China and Russia - different paths

IT is important in appraising the most interesting news at this turn of the year to recognize that political street rioting and demonstrations in Russia and China are different in nature, spring from different motives, and head in different directions. The rioting that made news in Alma-Ata was an outburst of anti-imperialism. The street demonstrations that have enlivened half a dozen Chinese cities and fascinated the outside world are by Chinese students yearning, so far as we outsiders can tell, for more, not less, of the reforms they have been getting since 1979 from Deng Xiaoping.

The first reflects a desire to break away from the iron rule of Moscow over the Kazakh peoples. It proves that the Kazakhs are still not entirely reconciled to life under Russian rule, any more than are the other minorities that live under Moscow's power. This sort of thing can break out all around the rim of the inner Russian empire (inner being distinct from the outer empire made up of the nominally independent satellite states such as Poland and Czechoslovakia).

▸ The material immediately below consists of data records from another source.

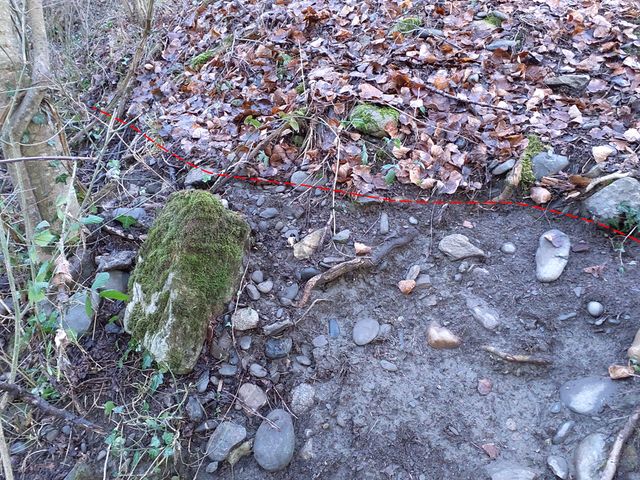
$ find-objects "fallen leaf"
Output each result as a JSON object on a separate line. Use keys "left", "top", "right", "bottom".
{"left": 481, "top": 443, "right": 499, "bottom": 459}
{"left": 477, "top": 378, "right": 492, "bottom": 396}
{"left": 583, "top": 263, "right": 606, "bottom": 278}
{"left": 592, "top": 145, "right": 616, "bottom": 163}
{"left": 608, "top": 364, "right": 635, "bottom": 380}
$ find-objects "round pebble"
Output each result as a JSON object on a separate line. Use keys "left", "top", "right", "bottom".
{"left": 352, "top": 318, "right": 380, "bottom": 346}
{"left": 500, "top": 242, "right": 516, "bottom": 254}
{"left": 587, "top": 301, "right": 604, "bottom": 317}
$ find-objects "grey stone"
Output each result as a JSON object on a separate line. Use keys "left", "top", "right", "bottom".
{"left": 232, "top": 308, "right": 259, "bottom": 331}
{"left": 560, "top": 376, "right": 617, "bottom": 415}
{"left": 328, "top": 318, "right": 341, "bottom": 338}
{"left": 574, "top": 433, "right": 607, "bottom": 480}
{"left": 532, "top": 152, "right": 570, "bottom": 179}
{"left": 492, "top": 159, "right": 515, "bottom": 175}
{"left": 352, "top": 318, "right": 380, "bottom": 346}
{"left": 206, "top": 462, "right": 219, "bottom": 473}
{"left": 332, "top": 229, "right": 351, "bottom": 243}
{"left": 184, "top": 168, "right": 213, "bottom": 187}
{"left": 415, "top": 274, "right": 431, "bottom": 288}
{"left": 206, "top": 422, "right": 247, "bottom": 461}
{"left": 587, "top": 301, "right": 604, "bottom": 317}
{"left": 409, "top": 216, "right": 418, "bottom": 225}
{"left": 238, "top": 336, "right": 252, "bottom": 350}
{"left": 218, "top": 363, "right": 237, "bottom": 376}
{"left": 257, "top": 280, "right": 273, "bottom": 293}
{"left": 312, "top": 335, "right": 328, "bottom": 348}
{"left": 282, "top": 283, "right": 299, "bottom": 300}
{"left": 60, "top": 290, "right": 99, "bottom": 335}
{"left": 379, "top": 212, "right": 390, "bottom": 234}
{"left": 300, "top": 267, "right": 321, "bottom": 281}
{"left": 196, "top": 370, "right": 210, "bottom": 392}
{"left": 250, "top": 363, "right": 268, "bottom": 378}
{"left": 536, "top": 229, "right": 570, "bottom": 282}
{"left": 486, "top": 39, "right": 517, "bottom": 51}
{"left": 552, "top": 420, "right": 575, "bottom": 444}
{"left": 259, "top": 208, "right": 279, "bottom": 219}
{"left": 583, "top": 177, "right": 640, "bottom": 223}
{"left": 547, "top": 455, "right": 569, "bottom": 479}
{"left": 296, "top": 355, "right": 312, "bottom": 366}
{"left": 290, "top": 170, "right": 325, "bottom": 192}
{"left": 406, "top": 264, "right": 421, "bottom": 281}
{"left": 254, "top": 409, "right": 295, "bottom": 472}
{"left": 251, "top": 270, "right": 264, "bottom": 283}
{"left": 486, "top": 460, "right": 537, "bottom": 480}
{"left": 438, "top": 234, "right": 486, "bottom": 260}
{"left": 102, "top": 270, "right": 129, "bottom": 293}
{"left": 466, "top": 296, "right": 500, "bottom": 330}
{"left": 185, "top": 396, "right": 204, "bottom": 422}
{"left": 500, "top": 242, "right": 516, "bottom": 254}
{"left": 112, "top": 207, "right": 147, "bottom": 224}
{"left": 380, "top": 360, "right": 398, "bottom": 371}
{"left": 96, "top": 250, "right": 136, "bottom": 272}
{"left": 417, "top": 28, "right": 445, "bottom": 38}
{"left": 291, "top": 383, "right": 316, "bottom": 414}
{"left": 545, "top": 74, "right": 591, "bottom": 90}
{"left": 238, "top": 383, "right": 267, "bottom": 413}
{"left": 245, "top": 284, "right": 260, "bottom": 300}
{"left": 265, "top": 337, "right": 293, "bottom": 359}
{"left": 263, "top": 319, "right": 293, "bottom": 336}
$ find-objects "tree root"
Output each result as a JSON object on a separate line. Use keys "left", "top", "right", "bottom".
{"left": 297, "top": 228, "right": 418, "bottom": 308}
{"left": 601, "top": 405, "right": 640, "bottom": 480}
{"left": 481, "top": 345, "right": 552, "bottom": 366}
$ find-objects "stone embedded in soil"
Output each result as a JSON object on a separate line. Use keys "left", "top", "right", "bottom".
{"left": 300, "top": 267, "right": 321, "bottom": 281}
{"left": 232, "top": 307, "right": 259, "bottom": 331}
{"left": 427, "top": 321, "right": 461, "bottom": 349}
{"left": 486, "top": 460, "right": 538, "bottom": 480}
{"left": 552, "top": 420, "right": 575, "bottom": 444}
{"left": 96, "top": 250, "right": 137, "bottom": 272}
{"left": 532, "top": 152, "right": 569, "bottom": 179}
{"left": 328, "top": 318, "right": 341, "bottom": 337}
{"left": 185, "top": 396, "right": 204, "bottom": 422}
{"left": 477, "top": 378, "right": 492, "bottom": 396}
{"left": 379, "top": 212, "right": 390, "bottom": 234}
{"left": 250, "top": 363, "right": 268, "bottom": 378}
{"left": 547, "top": 455, "right": 569, "bottom": 480}
{"left": 251, "top": 270, "right": 264, "bottom": 283}
{"left": 293, "top": 228, "right": 326, "bottom": 260}
{"left": 486, "top": 39, "right": 516, "bottom": 51}
{"left": 536, "top": 229, "right": 571, "bottom": 282}
{"left": 253, "top": 409, "right": 295, "bottom": 472}
{"left": 312, "top": 335, "right": 328, "bottom": 348}
{"left": 574, "top": 433, "right": 607, "bottom": 480}
{"left": 218, "top": 363, "right": 237, "bottom": 376}
{"left": 259, "top": 207, "right": 279, "bottom": 219}
{"left": 466, "top": 296, "right": 500, "bottom": 330}
{"left": 352, "top": 318, "right": 380, "bottom": 346}
{"left": 492, "top": 159, "right": 515, "bottom": 175}
{"left": 238, "top": 383, "right": 267, "bottom": 413}
{"left": 265, "top": 337, "right": 293, "bottom": 359}
{"left": 560, "top": 376, "right": 617, "bottom": 415}
{"left": 379, "top": 360, "right": 398, "bottom": 371}
{"left": 500, "top": 242, "right": 516, "bottom": 254}
{"left": 196, "top": 370, "right": 210, "bottom": 392}
{"left": 60, "top": 290, "right": 99, "bottom": 335}
{"left": 398, "top": 279, "right": 416, "bottom": 294}
{"left": 405, "top": 264, "right": 421, "bottom": 280}
{"left": 206, "top": 422, "right": 247, "bottom": 462}
{"left": 281, "top": 283, "right": 299, "bottom": 300}
{"left": 263, "top": 319, "right": 293, "bottom": 336}
{"left": 332, "top": 229, "right": 351, "bottom": 243}
{"left": 291, "top": 383, "right": 316, "bottom": 414}
{"left": 583, "top": 177, "right": 640, "bottom": 224}
{"left": 245, "top": 284, "right": 260, "bottom": 300}
{"left": 239, "top": 335, "right": 252, "bottom": 350}
{"left": 257, "top": 280, "right": 273, "bottom": 293}
{"left": 587, "top": 301, "right": 604, "bottom": 317}
{"left": 545, "top": 74, "right": 590, "bottom": 90}
{"left": 438, "top": 234, "right": 486, "bottom": 260}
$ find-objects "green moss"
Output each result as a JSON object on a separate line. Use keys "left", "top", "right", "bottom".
{"left": 349, "top": 104, "right": 399, "bottom": 138}
{"left": 613, "top": 202, "right": 640, "bottom": 233}
{"left": 484, "top": 13, "right": 503, "bottom": 27}
{"left": 127, "top": 190, "right": 249, "bottom": 372}
{"left": 393, "top": 17, "right": 423, "bottom": 34}
{"left": 190, "top": 50, "right": 215, "bottom": 69}
{"left": 521, "top": 134, "right": 546, "bottom": 188}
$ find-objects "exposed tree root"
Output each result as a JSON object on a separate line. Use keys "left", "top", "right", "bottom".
{"left": 297, "top": 228, "right": 418, "bottom": 308}
{"left": 481, "top": 345, "right": 552, "bottom": 366}
{"left": 601, "top": 405, "right": 640, "bottom": 480}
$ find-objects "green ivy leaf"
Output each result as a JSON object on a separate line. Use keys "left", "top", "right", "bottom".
{"left": 162, "top": 432, "right": 174, "bottom": 445}
{"left": 289, "top": 117, "right": 300, "bottom": 133}
{"left": 361, "top": 144, "right": 369, "bottom": 165}
{"left": 104, "top": 400, "right": 116, "bottom": 415}
{"left": 80, "top": 215, "right": 104, "bottom": 225}
{"left": 115, "top": 215, "right": 137, "bottom": 229}
{"left": 384, "top": 168, "right": 397, "bottom": 185}
{"left": 33, "top": 229, "right": 56, "bottom": 247}
{"left": 28, "top": 281, "right": 48, "bottom": 303}
{"left": 91, "top": 272, "right": 110, "bottom": 290}
{"left": 85, "top": 293, "right": 94, "bottom": 318}
{"left": 149, "top": 371, "right": 164, "bottom": 392}
{"left": 99, "top": 289, "right": 129, "bottom": 301}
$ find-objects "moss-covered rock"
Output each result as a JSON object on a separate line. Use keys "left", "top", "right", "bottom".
{"left": 123, "top": 190, "right": 249, "bottom": 374}
{"left": 349, "top": 104, "right": 399, "bottom": 138}
{"left": 521, "top": 135, "right": 546, "bottom": 188}
{"left": 392, "top": 17, "right": 423, "bottom": 34}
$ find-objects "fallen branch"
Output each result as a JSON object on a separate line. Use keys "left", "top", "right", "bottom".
{"left": 481, "top": 345, "right": 552, "bottom": 366}
{"left": 422, "top": 83, "right": 513, "bottom": 112}
{"left": 585, "top": 171, "right": 630, "bottom": 193}
{"left": 0, "top": 382, "right": 107, "bottom": 434}
{"left": 297, "top": 228, "right": 418, "bottom": 307}
{"left": 0, "top": 156, "right": 95, "bottom": 165}
{"left": 600, "top": 405, "right": 640, "bottom": 480}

The best China-watchers in the West and the best Western observers inside China are all groping for a better understanding of just why the students at the main universities of China, particularly in Shanghai and Peking, should choose this particular turn of the year to take to the streets, not once or twice, but repeatedly, to make known an unsatisfied yearning for change at the heart of their own Chinese government.

Could it be that the movement was inspired or promoted by a faction inside the Chinese government? But if so, by which faction? Did the conservatives (by Chinese standards) do it to try to discredit Mr. Deng's reforms, or by Deng's supporters to strengthen his hand against the conservatives who think his reforms have been going too fast?

One theory trotted forth in the Chinese press is that the movement was inspired from Taiwan. This is probably the least plausible of all current theories.

Most plausible is that the students themselves have become aware, almost through political osmosis, of differences of opinion inside the government in Peking, where we know that maneuverings are under way aimed at a meeting of the Central Committee of the Chinese Communist Party which is due in the fall and at which the eventual post-Deng leadership of the party may take decisive shape.

Mr. Deng himself is obviously trying to arrange things so that when he must retire his reforms will be carried forward by people he can trust. If he can set things up to his satisfaction while he is still in charge, he might be able to retire in fact and take life a little easier. Can the mold thus be set?

The students have become an element in the maneuverings over the future direction of China. Whether this was planned from on high (the way Mao Tse-tung planned and unleashed the so-called Cultural Revolution) is perhaps unimportant. The demonstrations have taken place and have sharpened the discussion among all in China over whether it is possible for China to have economic reform without political reform as well.

The students seem to be saying that political pluralism must come if economic modernization is to continue. This could be a glimmer of a struggle ahead for China between modernization and rule by a single communist party.

There was none of this in the rioting at Alma-Ata, but there was a touch of the same in the one-man rebellion of Soviet scientist Andrei Sakharov. Moscow's reformist Mikhail Gorbachev seems to have recognized that to achieve his own campaign for modernization of the Soviet economy he must have the talent of such men as Dr. Sakharov. Sakharov's dissident political views are to be tolerated as the price of enlisting him and his friends and colleagues in the scientific community in the national drive for economic revitalization.

So let it be noted that in both the Soviet Union and China those who are trying to glimpse a better future for their countries are thinking in terms of more freedom for the individual.

Not so long ago radicals and revolutionaries were dreaming of and preaching communism. The future was to belong to communism. But what might come after communism? No one was asking that question 50 years ago.

That is now the question in both the USSR and China, the world's largest communist countries. These events prove that Stalinist-style communism belongs to the past, not to the future.